The most common vision problem affecting young children is amblyopia, which affects 3% of children under the age of eight. It occurs when the brain sends signals to one eye, and allows neural pathways to develop in connection to that eye, but not to the other eye. The condition is very treatable, but effective treatment relies on early detection, and children are not always able to communicate to their parents that they are experiencing vision difficulty.
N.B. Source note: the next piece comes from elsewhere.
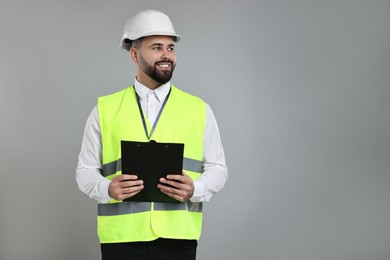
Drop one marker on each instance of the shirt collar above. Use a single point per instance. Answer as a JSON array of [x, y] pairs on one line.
[[161, 92]]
The three kinds of amblyopia include refractive, strabismic, and deprivation. Refractive amblyopia occurs when one eye is affected by moderate to severe astigmatism, nearsightedness, or farsightedness, while the other eye maintains relatively normal vision. The brain begins to favor the stronger eye, and neural pathways between the brain and the weaker eye begin to diminish, meaning that the child’s brain trains itself to only use the stronger eye. Vision in the weaker eye may not develop in this case. Strabismic amblyopia occurs when the child’s eyes are not aligned normally, and one eye crosses either inward or outward. And deprivation amblyopia develops when there is a presence of cataracts in one or both eyes which are present at birth or shortly after birth as a result of childhood diseases, trauma, or steroid usage.
Symptoms of amblyopia are hard to detect, especially since many young children may not realize that something is wrong, or may not know to communicate a vision problem. Parents, daycare providers, and teaches can watch out for misaligned eyes, also known as strabismus, frequent squinting in order to see, frequent tilting or turning of the head in order to see, or closing or covering one eye, usually the weaker eye.
If you notice any of these symptoms of amblyopia, take your child to a pediatric ophthalmologist for an examination. These exams are usually very easy and painless for young children. Your child will be asked to sit in a chair and look at images ahead of her, identifying what she sees. Eye drops may be used for dilation and images may be taken of the eye, and the process is generally smooth, though pediatric ophthalmologists understand that wiggling may be common!
Once amblyopia is diagnosed, a number of treatment options exist. First, barriers to good vision in the weaker eye are removed. If your child has cataracts, he may need surgery to remove them, but in the case of astigmatism, hyperopia, or myopia, a prescription for eyeglasses is necessary. Your child’s doctor may also recommend wearing an eye patch over the stronger eye for several hours each day, in order to give the brain a chance to develop communication with the weaker eye. In some cases, surgery is necessary if patches and corrective eyewear are insufficient.
The good news is that if amblyopia is discovered before the age of five, the outlook is very good for amblyopia correction. Pay attention to your child’s habits, and if you spot any signs or symptoms, taking your child in for a quick exam is the best way to get started on treatment.